The North Face Vario 33
I purchased this tent because my girlfriend at the…
Design: 1 season tent that will work for 3+
Ease of Setup: A child could do it in 2 min
Weight: under 4 lbs
Price Paid: $350
I purchased this tent because my girlfriend at the time and I became dog owners and needed a tent that would hold us, our dog and survive 3+ season camping in the Canadian Rockies. We used it a few times in perfect weather while backpacking and were in general very happy with the ease of set up, the taut walls and the living space. Our dog (a hyperactive husky cross) was even OK with it.
Coincidentally I needed a tent for a 5-day summer mountaineering trip to the remote Brazeau Icefield in Jasper National Park and considering my only other tent is a heavy winter bombshelter, I elected to bring the Vario and hope for nice weather...what a nice thought.
Our first day was pleasant as we followed the discontinuous games trails and flood plains leading to the icefield. As we set up our camp on an exposed ridge next to the snout of the glacier at about 9500 feet it started to snow lightly. For 2 days it snowed and as Mike and I sat in our little "1 season" tent while the maelstrom erupted outside we were surprisingly dry and very comfortable, stable and quiet while guyed down the tent performed wonderfully.

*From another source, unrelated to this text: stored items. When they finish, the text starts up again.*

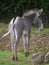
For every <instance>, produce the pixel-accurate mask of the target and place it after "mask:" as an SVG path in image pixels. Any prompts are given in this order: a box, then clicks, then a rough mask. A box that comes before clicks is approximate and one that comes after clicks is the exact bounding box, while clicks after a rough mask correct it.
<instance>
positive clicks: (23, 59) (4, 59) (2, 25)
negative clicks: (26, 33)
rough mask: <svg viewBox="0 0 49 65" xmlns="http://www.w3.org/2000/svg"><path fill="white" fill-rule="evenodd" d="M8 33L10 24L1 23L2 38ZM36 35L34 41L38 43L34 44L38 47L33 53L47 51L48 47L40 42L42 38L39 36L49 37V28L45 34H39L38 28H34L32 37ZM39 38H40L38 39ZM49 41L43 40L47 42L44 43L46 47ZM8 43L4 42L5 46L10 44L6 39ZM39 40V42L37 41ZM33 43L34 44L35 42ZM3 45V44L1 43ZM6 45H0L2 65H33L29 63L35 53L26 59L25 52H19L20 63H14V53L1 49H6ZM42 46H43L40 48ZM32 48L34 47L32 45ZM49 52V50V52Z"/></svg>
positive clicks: (32, 53)
mask: <svg viewBox="0 0 49 65" xmlns="http://www.w3.org/2000/svg"><path fill="white" fill-rule="evenodd" d="M7 31H8V24H5V23H0V37H1V36H2V35H3V34H4V33H5V32H7ZM33 34H34V36H35V38H36V37H37V38H36V39H34V40H35V41H34V40H33V41H34V42H36V43H34V44H33V47H35V45H36V46H37V48H35V50H33V52H34V51H35V52H37V51H38V50H41V49H42V50H43V49H44V48H46V49H47V50H48V49H49V48H48V47H49V46H48V45H49V44H48V45H47V46H46V47H44V45H43V42H42V41H39V40H40V36H39V35H41V36H42V37H45V36H47V35H49V28H45V29H44V31H43V32H39V31H38V30H37V28H36V27H33V31H32V35H33ZM38 37H39V38H38ZM37 39H39V40H37ZM47 39H48V41H49V38H48V37H47ZM47 39H46V40H45V38H44V39H43V38H42V40H43V41H45V42H44V44H45V45H46V44H47V42H48V41H47ZM6 40H7V41H4V40H3V41H4V43H5V42H6V43H5V45H6V44H7V43H9V40H8V38H7V39H6ZM36 40H37V41H36ZM33 41H32V42H33ZM41 42H42V43H41ZM0 43H1V42H0ZM5 45H4V44H1V45H0V65H32V64H31V63H30V62H29V60H30V58H31V57H32V54H33V52H32V53H30V55H29V56H28V57H25V55H24V53H23V51H21V50H20V51H21V52H18V58H19V61H18V62H17V61H12V59H11V55H12V52H11V51H9V50H7V49H6V50H7V51H5V50H4V51H1V49H5V48H6V46H5ZM40 45H41V46H40ZM2 46H4V47H2ZM31 46H32V45H31ZM7 47H8V45H7ZM42 47H44V48H42ZM8 49H9V47H8ZM48 51H49V50H48ZM44 52H45V50H44ZM42 65H49V63H43V64H42Z"/></svg>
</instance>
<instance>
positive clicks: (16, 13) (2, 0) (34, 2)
mask: <svg viewBox="0 0 49 65" xmlns="http://www.w3.org/2000/svg"><path fill="white" fill-rule="evenodd" d="M34 8H39V9H41V8H43V10H44V11H43V22H44V25H46V26H49V20H48V19H49V0H0V20H4V21H5V20H6V21H9V19H11V18H12V17H14V16H22V15H23V12H24V11H25V10H28V9H34Z"/></svg>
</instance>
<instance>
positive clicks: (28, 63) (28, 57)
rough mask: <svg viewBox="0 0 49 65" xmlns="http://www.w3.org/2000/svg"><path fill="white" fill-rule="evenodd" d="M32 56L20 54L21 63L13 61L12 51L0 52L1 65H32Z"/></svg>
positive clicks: (21, 53) (0, 64)
mask: <svg viewBox="0 0 49 65" xmlns="http://www.w3.org/2000/svg"><path fill="white" fill-rule="evenodd" d="M31 56H32V54H30V56H28V57H25V56H24V54H23V53H22V52H18V58H19V61H12V60H11V52H10V51H0V65H32V63H31V62H29V60H30V58H31ZM42 65H49V63H43V64H42Z"/></svg>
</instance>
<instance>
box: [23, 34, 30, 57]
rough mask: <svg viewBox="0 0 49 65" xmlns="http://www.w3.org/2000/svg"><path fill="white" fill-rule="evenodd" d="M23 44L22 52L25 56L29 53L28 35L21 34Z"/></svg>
mask: <svg viewBox="0 0 49 65" xmlns="http://www.w3.org/2000/svg"><path fill="white" fill-rule="evenodd" d="M23 46H24V53H25V56H28V55H29V36H28V35H23Z"/></svg>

During dinner the first night (cooked in the vestibule) the other two members of our team were suffering in the latest BD single wall bivy tent so we invited them in for a round of cards, enormous talk and scotch tasting. This theme continued for the next days! 4 in a tent made for 3, sitting round very comfy like.
We left the Brazeau with nothing but fond memories of hanging out in the Vario yukking it up, eating and drinking.
Buy this thing.
TNF says 3 person, but this is REALLY a 2 person tent…
Design: three season, free standing except vestibule
Ease of Setup: great - exterior poles with simple clips
Weight: 5 pounds actual weight
Price Paid: $339
TNF says 3 person, but this is REALLY a 2 person tent with room for gear. At 5 pounds (measured weight) it's still light and surprisingly sturdy in the wind (if you guy it out properly). The cross-pole at the top forms 'eaves' so you can leave the tops of both doors open even in pouring rain - VERY COOL feature. With two side doors and vestibules, it's a hybrid between a single-walltent (on the ends) and a classic double-wall tent (most of the roof and both sides). The eaves cause the vestibule to have limited headroom, but there's room for a cannister stove if you're careful.
In hot weather, being able to completely roll back both sides while still having bug screens and shade from the eaves is fabulous. In blowing snow (or dust, as I just found out) the lack of a fabric cover for the screen portions can let spindrift in - a common problem with today's 3 season tents.
So far I've only used it on snow and in the desert, but with all the roof vents I can't imagine condensation will be any problem at all.